Taking a biopsy of the ovary can lead to future infertility and other problems. “In addition,” Dr. Chi explains, “if you biopsy part of the ovary and it does contain cancer, you run the risk of spilling the cancer cells and spreading the cancer. Yet we don’t want to remove the entire ovary when the likelihood is high it does not contain cancer.”
For women who are at high risk of ovarian cancer because of mutations in the BRCA1 orBRCA2 genes or other family history, guidelines established by a team of Memorial Sloan-Kettering experts do recommend such screenings, but for women in the general population, whose risk of ovarian cancer is about one in 70, Dr. Chi and others believe the risks greatly outweigh the potential benefits.
A Focus on Early Detection
There is currently much research focused on ways to better detect ovarian cancer at an early stage. Many centers, including Memorial Sloan-Kettering, are looking for biomarkers in the blood that are more accurate than CA-125 at indicating early-stage disease or even precancerous conditions.

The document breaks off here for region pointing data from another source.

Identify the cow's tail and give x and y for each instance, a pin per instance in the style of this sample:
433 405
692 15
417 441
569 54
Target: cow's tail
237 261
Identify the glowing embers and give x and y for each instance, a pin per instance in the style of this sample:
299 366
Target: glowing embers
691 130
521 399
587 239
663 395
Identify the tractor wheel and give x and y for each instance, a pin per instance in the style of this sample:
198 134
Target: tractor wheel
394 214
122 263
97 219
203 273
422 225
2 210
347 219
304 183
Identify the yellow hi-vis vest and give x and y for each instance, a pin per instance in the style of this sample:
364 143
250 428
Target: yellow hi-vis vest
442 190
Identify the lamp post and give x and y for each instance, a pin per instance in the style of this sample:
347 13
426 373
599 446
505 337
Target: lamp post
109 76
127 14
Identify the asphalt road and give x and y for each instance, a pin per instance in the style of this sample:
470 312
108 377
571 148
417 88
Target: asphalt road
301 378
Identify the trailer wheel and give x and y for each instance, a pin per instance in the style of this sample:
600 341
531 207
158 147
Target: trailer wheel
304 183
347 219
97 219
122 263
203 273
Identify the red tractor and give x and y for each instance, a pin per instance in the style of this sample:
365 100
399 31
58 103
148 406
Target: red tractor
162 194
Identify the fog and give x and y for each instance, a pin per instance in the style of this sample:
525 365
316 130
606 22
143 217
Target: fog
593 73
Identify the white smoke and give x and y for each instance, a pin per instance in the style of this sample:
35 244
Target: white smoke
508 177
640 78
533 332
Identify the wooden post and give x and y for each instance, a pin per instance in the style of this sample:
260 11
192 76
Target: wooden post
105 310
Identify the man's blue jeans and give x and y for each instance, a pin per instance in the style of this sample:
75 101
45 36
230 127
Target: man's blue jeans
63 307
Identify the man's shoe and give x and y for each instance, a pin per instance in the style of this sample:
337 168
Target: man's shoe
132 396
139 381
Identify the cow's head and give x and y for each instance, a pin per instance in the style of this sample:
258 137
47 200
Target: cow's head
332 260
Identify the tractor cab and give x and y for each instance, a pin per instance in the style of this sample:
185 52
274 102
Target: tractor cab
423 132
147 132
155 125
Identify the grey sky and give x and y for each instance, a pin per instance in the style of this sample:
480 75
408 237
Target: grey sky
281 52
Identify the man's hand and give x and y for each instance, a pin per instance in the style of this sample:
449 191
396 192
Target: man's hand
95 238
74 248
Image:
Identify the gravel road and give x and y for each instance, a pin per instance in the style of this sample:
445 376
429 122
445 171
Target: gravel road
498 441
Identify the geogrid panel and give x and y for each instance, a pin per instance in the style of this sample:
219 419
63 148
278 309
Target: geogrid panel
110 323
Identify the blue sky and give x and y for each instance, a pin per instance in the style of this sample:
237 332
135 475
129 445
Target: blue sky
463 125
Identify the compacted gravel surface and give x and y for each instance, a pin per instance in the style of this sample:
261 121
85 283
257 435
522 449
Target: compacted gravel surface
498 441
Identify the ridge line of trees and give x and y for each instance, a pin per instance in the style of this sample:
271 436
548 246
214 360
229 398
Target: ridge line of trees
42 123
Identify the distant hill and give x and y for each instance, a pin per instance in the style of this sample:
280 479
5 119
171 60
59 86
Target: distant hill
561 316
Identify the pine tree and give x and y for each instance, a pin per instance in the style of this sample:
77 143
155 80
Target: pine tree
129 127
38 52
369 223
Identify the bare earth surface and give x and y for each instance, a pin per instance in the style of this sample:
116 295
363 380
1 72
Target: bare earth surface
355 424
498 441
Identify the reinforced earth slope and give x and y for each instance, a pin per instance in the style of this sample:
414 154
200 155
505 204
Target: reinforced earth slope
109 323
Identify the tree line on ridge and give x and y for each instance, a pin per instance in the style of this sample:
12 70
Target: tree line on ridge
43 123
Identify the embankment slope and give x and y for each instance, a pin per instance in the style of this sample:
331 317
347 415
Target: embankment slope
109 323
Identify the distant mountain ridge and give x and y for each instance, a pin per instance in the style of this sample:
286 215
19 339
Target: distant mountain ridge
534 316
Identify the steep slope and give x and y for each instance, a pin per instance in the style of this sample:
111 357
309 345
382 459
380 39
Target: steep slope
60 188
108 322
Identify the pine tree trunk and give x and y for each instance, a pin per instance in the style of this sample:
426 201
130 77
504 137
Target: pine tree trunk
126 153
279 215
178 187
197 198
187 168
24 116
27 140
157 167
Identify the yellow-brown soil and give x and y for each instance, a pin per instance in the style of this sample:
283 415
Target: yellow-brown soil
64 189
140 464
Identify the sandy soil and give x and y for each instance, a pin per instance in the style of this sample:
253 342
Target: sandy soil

Additionally, research in recent years has shed light on the possible origins of ovarian cancer. “Many studies have suggested that ovarian cancers may start in the fallopian tubes rather than the ovaries,” Dr. Chi explains. “If this hypothesis proves to be correct, it may allow us to develop better imaging methods and more-accurate screening tests.”
“One of the reasons it’s so hard to detect ovarian cancer at an early stage is because ovaries are inside your body where small lumps cannot be felt,” Dr. Chi says. Common symptoms of the disease — such as nausea, pelvic pressure, urinary or gastrointestinal symptoms, or pain — can be caused by many conditions that are not ovarian cancer.
“If you’ve had several of these symptoms together for a duration of time greater than a few months, it’s probably a good idea to see your gynecologist,” he concludes. “He or she may recommend an ultrasound or a CA-125 test or possibly a CT scan.”